Lauren raconte que leur père avait l’habitude avec sa mère d’emmener tous les enfants au cinéma. Nicolas, le petit dernier, le préféré de la tribu, se revoit vivant dans une case en pailles à Saint-Paul, et qu’on l’avait mis enfant dans un sac de jute pour l’évacuer vers un autre abri lors du passage du cyclone Carol. « Sel memwar anfans mo ena. Maman Lorenza bien kontan manz brinzel. Elle a toujours été proche de sa famille, de son frère, Octave Jean. Pour la petite histoire, pour Marie Geneviève Isabelle, ma propre sœur, on a omis de mettre son surnom sur son acte de naissance. Selon les explications que j’ai eues, l’erreur viendrait de l’officier de l’état civil. Autre erreur : je suis le seul membre de la famille à porter le surnom de mon ancêtre, Elisabeth, avec un S (Elisabeth, Ndlr), alors que les autres membres de la famille portent un Z (Elizabeth). Un autre signe du destin pour s’accrocher. »
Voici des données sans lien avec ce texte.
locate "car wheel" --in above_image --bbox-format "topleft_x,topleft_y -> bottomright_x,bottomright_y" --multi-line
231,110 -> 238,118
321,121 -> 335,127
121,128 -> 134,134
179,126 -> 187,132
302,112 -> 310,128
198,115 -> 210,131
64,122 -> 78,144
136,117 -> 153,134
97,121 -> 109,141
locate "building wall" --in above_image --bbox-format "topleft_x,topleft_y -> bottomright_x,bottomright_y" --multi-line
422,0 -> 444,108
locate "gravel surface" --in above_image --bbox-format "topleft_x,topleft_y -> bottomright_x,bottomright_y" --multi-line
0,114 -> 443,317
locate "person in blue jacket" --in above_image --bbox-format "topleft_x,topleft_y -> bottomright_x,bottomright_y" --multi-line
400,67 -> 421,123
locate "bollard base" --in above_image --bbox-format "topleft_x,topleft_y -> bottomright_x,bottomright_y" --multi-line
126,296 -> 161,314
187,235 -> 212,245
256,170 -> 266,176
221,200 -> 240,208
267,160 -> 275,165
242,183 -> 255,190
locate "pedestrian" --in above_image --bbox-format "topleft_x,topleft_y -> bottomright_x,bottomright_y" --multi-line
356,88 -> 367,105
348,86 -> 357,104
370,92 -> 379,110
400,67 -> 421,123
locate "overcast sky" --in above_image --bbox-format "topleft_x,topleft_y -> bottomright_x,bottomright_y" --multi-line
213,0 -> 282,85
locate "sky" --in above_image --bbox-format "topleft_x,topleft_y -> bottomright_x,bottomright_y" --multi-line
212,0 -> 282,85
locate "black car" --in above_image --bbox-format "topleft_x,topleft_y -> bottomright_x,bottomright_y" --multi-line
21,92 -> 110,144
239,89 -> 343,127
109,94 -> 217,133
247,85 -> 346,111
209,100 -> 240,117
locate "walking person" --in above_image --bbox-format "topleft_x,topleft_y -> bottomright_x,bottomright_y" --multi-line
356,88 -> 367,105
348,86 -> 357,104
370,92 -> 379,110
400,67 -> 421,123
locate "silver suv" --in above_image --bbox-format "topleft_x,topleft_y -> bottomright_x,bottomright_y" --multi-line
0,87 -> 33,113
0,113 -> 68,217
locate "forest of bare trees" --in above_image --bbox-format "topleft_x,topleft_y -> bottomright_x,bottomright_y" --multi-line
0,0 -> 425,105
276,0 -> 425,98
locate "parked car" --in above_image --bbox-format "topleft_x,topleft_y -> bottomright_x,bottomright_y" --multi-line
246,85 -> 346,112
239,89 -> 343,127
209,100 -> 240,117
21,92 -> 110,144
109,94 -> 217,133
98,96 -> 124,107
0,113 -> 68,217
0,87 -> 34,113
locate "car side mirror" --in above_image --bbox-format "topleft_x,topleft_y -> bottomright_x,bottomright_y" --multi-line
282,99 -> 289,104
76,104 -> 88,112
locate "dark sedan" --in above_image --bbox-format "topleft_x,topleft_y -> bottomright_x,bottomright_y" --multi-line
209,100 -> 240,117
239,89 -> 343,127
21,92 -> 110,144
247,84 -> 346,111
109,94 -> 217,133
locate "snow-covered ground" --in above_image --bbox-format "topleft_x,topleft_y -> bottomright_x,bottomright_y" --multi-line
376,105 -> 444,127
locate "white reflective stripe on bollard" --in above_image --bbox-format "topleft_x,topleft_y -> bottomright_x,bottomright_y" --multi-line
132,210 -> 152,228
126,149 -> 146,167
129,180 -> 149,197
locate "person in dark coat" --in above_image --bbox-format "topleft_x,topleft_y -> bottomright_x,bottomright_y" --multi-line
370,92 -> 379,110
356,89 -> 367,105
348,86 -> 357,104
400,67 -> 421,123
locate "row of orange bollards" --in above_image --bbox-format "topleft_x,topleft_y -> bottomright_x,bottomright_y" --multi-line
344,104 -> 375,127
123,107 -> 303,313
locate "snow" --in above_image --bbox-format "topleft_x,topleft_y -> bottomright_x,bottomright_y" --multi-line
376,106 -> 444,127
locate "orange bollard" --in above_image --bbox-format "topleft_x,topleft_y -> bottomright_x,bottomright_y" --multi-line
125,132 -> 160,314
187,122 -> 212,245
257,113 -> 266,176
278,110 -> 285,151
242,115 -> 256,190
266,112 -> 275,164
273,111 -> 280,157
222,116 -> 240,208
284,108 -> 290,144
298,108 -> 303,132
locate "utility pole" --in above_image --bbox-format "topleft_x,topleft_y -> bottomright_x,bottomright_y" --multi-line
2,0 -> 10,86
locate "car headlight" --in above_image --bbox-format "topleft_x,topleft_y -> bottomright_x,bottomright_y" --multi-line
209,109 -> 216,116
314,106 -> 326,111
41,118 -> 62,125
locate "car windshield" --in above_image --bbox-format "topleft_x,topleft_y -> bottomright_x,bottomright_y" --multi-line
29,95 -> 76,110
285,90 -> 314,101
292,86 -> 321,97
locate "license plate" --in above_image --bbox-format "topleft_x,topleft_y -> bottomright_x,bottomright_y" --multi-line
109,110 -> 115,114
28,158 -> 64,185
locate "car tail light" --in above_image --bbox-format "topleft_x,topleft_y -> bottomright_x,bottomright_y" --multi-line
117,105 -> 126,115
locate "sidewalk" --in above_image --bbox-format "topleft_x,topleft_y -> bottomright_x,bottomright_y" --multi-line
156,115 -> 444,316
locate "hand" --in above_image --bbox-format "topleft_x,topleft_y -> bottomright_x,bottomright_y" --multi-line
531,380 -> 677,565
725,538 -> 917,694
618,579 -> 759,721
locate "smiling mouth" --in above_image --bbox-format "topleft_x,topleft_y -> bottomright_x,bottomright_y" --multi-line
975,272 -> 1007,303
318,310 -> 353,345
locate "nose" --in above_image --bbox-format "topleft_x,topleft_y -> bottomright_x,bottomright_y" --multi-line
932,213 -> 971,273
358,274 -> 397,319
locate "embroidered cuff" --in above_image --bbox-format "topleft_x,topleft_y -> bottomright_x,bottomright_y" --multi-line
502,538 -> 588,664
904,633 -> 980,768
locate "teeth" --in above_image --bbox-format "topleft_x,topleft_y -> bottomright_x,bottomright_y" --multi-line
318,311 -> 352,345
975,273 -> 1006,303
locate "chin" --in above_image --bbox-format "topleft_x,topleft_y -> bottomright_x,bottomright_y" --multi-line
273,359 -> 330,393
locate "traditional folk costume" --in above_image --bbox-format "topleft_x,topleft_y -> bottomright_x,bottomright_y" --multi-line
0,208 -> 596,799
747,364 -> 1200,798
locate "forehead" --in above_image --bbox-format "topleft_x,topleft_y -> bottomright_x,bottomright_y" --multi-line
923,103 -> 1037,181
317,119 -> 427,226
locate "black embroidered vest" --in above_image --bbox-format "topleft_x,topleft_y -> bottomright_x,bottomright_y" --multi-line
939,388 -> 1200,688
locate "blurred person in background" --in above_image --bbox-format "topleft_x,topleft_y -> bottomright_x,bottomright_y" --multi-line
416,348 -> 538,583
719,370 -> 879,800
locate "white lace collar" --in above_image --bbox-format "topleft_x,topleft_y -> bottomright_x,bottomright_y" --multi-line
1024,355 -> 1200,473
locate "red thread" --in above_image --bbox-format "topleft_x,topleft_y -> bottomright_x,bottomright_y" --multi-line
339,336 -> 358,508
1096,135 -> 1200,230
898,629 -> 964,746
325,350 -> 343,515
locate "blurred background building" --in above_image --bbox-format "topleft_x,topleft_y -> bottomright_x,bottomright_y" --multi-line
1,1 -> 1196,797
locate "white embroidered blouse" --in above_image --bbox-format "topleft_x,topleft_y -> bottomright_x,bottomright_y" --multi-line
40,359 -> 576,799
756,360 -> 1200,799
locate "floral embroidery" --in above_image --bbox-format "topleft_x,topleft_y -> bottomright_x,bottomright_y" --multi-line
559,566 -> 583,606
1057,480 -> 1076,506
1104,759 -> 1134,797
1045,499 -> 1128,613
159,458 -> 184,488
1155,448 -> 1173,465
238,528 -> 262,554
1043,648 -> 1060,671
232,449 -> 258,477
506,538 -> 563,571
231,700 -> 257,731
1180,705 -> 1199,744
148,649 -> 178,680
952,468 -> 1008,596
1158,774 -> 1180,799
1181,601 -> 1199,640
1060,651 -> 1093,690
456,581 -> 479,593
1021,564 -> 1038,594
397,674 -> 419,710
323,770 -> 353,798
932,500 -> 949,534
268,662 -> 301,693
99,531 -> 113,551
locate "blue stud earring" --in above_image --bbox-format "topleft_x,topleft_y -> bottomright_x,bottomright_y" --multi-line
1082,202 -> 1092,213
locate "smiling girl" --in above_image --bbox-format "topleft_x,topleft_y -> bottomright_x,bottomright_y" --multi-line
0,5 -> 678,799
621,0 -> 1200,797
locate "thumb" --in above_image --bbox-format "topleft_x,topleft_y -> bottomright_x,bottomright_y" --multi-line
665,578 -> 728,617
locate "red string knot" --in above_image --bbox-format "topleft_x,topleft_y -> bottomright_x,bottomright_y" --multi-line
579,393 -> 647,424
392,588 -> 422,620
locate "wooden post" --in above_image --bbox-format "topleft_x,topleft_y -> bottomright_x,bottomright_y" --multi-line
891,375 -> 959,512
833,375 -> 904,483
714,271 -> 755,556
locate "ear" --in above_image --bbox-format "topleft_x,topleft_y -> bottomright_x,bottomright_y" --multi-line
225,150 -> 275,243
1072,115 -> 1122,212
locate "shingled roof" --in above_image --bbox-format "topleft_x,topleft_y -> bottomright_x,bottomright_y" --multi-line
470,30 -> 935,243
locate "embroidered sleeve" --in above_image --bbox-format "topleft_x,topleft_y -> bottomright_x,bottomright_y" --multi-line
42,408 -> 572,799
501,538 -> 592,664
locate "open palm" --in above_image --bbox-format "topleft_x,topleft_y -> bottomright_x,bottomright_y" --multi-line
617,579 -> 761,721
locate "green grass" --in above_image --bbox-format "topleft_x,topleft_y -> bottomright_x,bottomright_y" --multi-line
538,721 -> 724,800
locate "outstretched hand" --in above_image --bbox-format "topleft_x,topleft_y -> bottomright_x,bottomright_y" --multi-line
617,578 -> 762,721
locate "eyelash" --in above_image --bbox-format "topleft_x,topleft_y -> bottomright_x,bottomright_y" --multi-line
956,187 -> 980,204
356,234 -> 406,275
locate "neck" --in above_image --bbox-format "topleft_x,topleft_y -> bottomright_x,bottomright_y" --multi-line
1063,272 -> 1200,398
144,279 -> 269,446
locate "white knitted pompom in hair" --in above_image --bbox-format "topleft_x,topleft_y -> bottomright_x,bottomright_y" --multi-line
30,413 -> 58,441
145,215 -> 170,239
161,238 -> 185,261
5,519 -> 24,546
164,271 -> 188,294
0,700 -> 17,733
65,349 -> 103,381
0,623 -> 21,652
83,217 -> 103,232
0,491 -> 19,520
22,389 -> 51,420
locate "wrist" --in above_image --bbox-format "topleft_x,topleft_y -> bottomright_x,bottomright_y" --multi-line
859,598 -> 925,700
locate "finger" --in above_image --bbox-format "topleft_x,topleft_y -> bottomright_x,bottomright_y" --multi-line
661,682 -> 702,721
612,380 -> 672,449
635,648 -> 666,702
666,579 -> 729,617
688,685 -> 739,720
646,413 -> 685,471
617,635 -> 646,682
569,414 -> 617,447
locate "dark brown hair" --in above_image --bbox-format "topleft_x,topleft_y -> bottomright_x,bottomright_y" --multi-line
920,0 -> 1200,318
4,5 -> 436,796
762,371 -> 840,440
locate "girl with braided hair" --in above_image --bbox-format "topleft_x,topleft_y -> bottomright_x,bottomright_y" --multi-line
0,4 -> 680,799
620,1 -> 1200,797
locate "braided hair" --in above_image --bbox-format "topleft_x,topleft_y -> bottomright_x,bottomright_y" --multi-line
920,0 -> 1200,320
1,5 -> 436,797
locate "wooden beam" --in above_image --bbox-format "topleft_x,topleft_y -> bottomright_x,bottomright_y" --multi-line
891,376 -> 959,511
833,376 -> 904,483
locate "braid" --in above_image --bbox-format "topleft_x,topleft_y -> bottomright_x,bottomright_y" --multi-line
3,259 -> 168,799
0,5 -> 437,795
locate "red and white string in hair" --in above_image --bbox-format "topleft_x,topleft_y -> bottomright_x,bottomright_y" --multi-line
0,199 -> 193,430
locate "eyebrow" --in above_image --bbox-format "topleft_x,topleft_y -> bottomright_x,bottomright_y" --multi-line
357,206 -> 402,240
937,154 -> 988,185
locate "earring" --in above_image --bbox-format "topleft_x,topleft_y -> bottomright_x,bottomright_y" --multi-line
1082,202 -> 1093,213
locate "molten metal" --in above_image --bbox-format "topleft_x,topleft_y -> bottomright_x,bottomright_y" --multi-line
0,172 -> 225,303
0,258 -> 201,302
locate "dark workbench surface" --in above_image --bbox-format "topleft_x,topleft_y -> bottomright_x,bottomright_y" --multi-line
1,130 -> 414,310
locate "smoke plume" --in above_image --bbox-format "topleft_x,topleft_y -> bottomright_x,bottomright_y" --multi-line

L’arbre généalogique de Pierre-Michel et Lorenza Elizabeth est incontournable au Musée de l’esclavage intercontinental. L’ancêtre de Pierre-Michel, Elisa Elisabeth, faisait partie des captives saisies à bord de navires de traite par la Royal Navy britannique et placée sous la couronne britannique comme apprentie du gouvernement. Nicolas raconte que le mari d’Elisa a été tué dans une embuscade à Madagascar. Elisa, alors enceinte d’Eugénie, est venue par bateau à Maurice.
Eugénie est née en 1825, et de là, Eugénie a donné naissance à Jean-Jacques, en 1846. Eugénie, non mariée, est morte en 1859 à l’âge de 34 ans. Le petit-fils d’Elisa, Jean-Jacques, est, lui, décédé en 1901.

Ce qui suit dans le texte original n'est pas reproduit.